Mais d’autres ont pu avoir le malheur de rencontrer la déesse jalouse et vengeresse. On peut alors voir l’histoire d’Eros et Psyché et bien d’autres encore (les filles du roi de Chypre refusent de l'honorer, elle les force à se prostituer, Eos la déesse de l’aurore qu’elle pousse à tomber amoureuse d’humains, les femmes de Lemnos qu’elle afflige d’une odeur épouvantable, …).

Peut-on réellement se contenter de voir Aphrodite comme une déesse jalouse ?

Eh bien je ne pense pas, et je trouve que ce serait plutôt réducteur. Si je demandais à n’importe qui de me dire les titres de déesse d’Aphrodite, on me répondrait qu’elle est la déesse de l’amour et de la beauté. La beauté est une caractéristique qui revient constamment pour qualifier cette déesse, elle est belle, elle est envoutante. On la définit à travers son corps et la façon qu’elle a de l’utiliser, parce que c’est la vision des dieux Olympien qui dès qu’ils la voient veulent l’avoir dans leurs couches, parce qu’elle est belle.

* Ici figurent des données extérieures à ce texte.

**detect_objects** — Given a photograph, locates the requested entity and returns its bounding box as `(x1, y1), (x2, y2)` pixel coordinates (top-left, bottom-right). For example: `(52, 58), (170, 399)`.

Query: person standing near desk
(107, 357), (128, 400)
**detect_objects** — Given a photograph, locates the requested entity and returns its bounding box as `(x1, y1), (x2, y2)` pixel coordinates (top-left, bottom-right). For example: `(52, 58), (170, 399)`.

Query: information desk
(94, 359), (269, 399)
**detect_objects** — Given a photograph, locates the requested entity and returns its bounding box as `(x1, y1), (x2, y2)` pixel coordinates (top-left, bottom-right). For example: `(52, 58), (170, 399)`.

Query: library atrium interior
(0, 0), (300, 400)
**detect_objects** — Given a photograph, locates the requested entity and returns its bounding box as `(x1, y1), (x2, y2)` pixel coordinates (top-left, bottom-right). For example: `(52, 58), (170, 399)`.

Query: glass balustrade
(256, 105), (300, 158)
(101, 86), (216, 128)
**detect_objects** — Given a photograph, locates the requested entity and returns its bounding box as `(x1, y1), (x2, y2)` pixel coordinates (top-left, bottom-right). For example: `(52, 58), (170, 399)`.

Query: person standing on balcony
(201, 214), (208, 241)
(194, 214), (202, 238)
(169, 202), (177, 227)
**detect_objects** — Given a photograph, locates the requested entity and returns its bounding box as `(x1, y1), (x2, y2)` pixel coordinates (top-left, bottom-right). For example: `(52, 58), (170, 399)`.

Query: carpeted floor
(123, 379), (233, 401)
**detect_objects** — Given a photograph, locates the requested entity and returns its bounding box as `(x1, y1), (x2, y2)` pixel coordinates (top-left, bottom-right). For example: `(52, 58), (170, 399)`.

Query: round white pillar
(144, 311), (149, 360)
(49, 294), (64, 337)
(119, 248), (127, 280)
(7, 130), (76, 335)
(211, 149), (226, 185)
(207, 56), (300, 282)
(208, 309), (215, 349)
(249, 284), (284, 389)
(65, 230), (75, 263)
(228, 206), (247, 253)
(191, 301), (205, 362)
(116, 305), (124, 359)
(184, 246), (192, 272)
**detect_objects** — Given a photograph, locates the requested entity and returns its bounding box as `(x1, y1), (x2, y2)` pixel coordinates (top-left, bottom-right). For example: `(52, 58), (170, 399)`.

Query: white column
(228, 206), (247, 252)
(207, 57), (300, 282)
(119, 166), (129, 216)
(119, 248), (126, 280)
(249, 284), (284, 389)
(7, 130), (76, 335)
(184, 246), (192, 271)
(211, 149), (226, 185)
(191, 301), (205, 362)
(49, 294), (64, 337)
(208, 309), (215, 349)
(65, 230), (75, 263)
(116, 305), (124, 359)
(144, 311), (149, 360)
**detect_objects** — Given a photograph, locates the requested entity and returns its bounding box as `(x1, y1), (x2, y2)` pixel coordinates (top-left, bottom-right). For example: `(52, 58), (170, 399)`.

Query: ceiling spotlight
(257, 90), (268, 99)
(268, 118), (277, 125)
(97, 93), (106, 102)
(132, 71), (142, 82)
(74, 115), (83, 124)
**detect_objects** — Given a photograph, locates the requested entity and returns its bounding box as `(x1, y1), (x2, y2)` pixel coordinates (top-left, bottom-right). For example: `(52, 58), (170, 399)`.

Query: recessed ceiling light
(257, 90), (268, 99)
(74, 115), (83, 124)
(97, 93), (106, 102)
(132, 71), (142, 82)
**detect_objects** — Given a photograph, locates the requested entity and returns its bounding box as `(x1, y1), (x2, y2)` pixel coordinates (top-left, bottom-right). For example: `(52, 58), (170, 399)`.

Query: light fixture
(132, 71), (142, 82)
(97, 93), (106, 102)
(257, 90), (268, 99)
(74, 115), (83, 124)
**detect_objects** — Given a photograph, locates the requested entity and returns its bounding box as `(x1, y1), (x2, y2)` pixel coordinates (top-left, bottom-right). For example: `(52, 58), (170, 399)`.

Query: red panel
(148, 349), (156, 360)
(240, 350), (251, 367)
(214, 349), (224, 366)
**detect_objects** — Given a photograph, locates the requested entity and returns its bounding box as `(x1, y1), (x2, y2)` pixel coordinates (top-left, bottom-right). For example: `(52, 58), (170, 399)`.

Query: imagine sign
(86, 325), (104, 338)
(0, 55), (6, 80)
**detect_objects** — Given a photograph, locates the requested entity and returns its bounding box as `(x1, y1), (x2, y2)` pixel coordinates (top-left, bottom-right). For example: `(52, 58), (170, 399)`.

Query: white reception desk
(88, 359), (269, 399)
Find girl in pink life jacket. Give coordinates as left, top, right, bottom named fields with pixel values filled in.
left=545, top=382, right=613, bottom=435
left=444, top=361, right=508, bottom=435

Alors pourquoi ne pas voir tout ça comme une construction patriarcale ?

On la définit comme la beauté même, on ne la regarde que par ce prisme là, alors il paraît un peu plus logique qu’elle s’attaque à tous ceux ou celles qui cherchent à lui enlever sa seule caractéristique.

Mais aujourd’hui ?

Eh bien on continue de voir Aphrodite par cette femme belle à en mourir, par exemple les filles d’Aphrodite dans Percy Jackson ont elles aussi comme caractéristique la beauté. Quand on parle d’Aphrodite ou de Vénus qui a plus passé la barrière aujourd’hui, on voit la Vénus de Milo et ce corps à demi-nu, symbole de beauté et d’amour. Certes de nos jours il y a quand même certains qui cherchent à montrer Aphrodite différemment, par exemple dans le webtoon Tradition de L’OLympus, la déesse de l’amour est une femme indépendante, une mère aimante qui n’hésite pas à se battre pour ses enfants et pour d’autres déesses, ainsi qu’une femme amoureuse qui cherche quelqu’un de bien pour elle et qui ne se laisse pas manipuler par la société patriarcale qui est la sienne. Un autre exemple dans la chanson Dark Horse de Katy Perry, celle-ci met en place la déesse de l’amour dans une demande claire : ​​« Make me your Aphrodite / Make me your one and only / But don’t make me your enemy », Katy Perry demande ici à son amant de la choisir pleinement elle, ou comme Aphrodite elle pourrait devenir son ennemi.

Je pense qu’il est temps de voir plus loin que la figure antique d’Aphrodite, qu’il est temps de la voir comme la Reine qu’elle est, une femme pleine et entière, qui vit sa vie comme elle l’entend.